The disparities have made the ascent of coronavirus in rural North Carolina even more deadly. Rural areas nationwide have the most pandemic-related deaths per 100,000 residents, a trend that plays out in North Carolina as well.

None of the disparities that make coronavirus more deadly are new. Rural areas have struggled with provider shortages, hospital and unit closures, and economic decline for decades. But the spread of the virus gives urgency to addressing these needs sooner rather than later.
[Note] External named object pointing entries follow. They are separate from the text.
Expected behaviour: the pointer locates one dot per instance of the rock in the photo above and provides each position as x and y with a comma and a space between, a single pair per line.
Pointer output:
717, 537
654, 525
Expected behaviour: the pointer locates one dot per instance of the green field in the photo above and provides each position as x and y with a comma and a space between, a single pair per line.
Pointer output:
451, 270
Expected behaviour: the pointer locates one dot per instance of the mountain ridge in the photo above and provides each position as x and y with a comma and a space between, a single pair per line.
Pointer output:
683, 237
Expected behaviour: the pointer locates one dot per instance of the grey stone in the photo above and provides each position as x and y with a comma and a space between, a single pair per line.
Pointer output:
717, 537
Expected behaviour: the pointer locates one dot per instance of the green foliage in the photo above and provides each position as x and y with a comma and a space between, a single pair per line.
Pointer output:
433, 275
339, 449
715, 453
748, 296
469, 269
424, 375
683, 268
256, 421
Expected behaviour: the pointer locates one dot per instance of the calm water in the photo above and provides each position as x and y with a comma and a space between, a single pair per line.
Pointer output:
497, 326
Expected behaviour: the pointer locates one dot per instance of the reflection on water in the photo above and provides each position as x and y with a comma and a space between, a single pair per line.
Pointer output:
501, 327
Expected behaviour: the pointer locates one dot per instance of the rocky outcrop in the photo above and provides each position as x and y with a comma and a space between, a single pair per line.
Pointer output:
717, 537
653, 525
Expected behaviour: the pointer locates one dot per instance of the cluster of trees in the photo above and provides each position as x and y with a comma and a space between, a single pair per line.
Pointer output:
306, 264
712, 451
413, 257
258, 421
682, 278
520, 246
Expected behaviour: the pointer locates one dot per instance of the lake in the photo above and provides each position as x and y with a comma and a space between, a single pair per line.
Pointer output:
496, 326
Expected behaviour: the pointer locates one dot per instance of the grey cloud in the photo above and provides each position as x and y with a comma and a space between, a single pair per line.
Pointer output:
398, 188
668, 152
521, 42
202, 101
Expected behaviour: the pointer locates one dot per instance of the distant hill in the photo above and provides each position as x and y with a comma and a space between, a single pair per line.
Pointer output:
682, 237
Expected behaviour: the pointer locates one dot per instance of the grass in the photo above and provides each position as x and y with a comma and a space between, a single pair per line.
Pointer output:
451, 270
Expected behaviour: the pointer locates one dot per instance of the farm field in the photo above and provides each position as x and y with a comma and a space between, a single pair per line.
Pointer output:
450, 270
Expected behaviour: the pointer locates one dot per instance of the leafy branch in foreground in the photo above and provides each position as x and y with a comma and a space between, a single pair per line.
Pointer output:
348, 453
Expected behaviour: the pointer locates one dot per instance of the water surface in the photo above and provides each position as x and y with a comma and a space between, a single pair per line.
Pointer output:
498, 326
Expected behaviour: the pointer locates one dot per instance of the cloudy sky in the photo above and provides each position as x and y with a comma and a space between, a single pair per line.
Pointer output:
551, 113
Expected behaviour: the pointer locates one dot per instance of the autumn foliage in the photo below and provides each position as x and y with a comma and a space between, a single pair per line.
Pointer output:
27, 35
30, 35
The first stage of the pandemic saw many stopgap measures from sending Wi-Fi-equipped buses to rural areas to serve as hotspots to stepping up testing efforts in hard-hit areas to designating special coronavirus funds for smaller hospitals.

Rural areas are likely to need more support and resources to weather the next stage of the pandemic. -Liora Engel-Smith

COVID-19 exacerbated existing health disparities for incarcerated people

COVID-19 laid bare what people who work and live within the criminal justice system have said for decades – serving time behind bars exposes North Carolinians to added health risks.

This year, the novel coronavirus pandemic tore through – and continues to spread within – prisons, jails, and detention centers, exacerbating existing health challenges that incarcerated people in North Carolina and their loved ones face. By the end of the year, more than one in five prisoners in the state system have been diagnosed with the virus, according to an NC Health News analysis, it’s likely more have been infected, but not diagnosed.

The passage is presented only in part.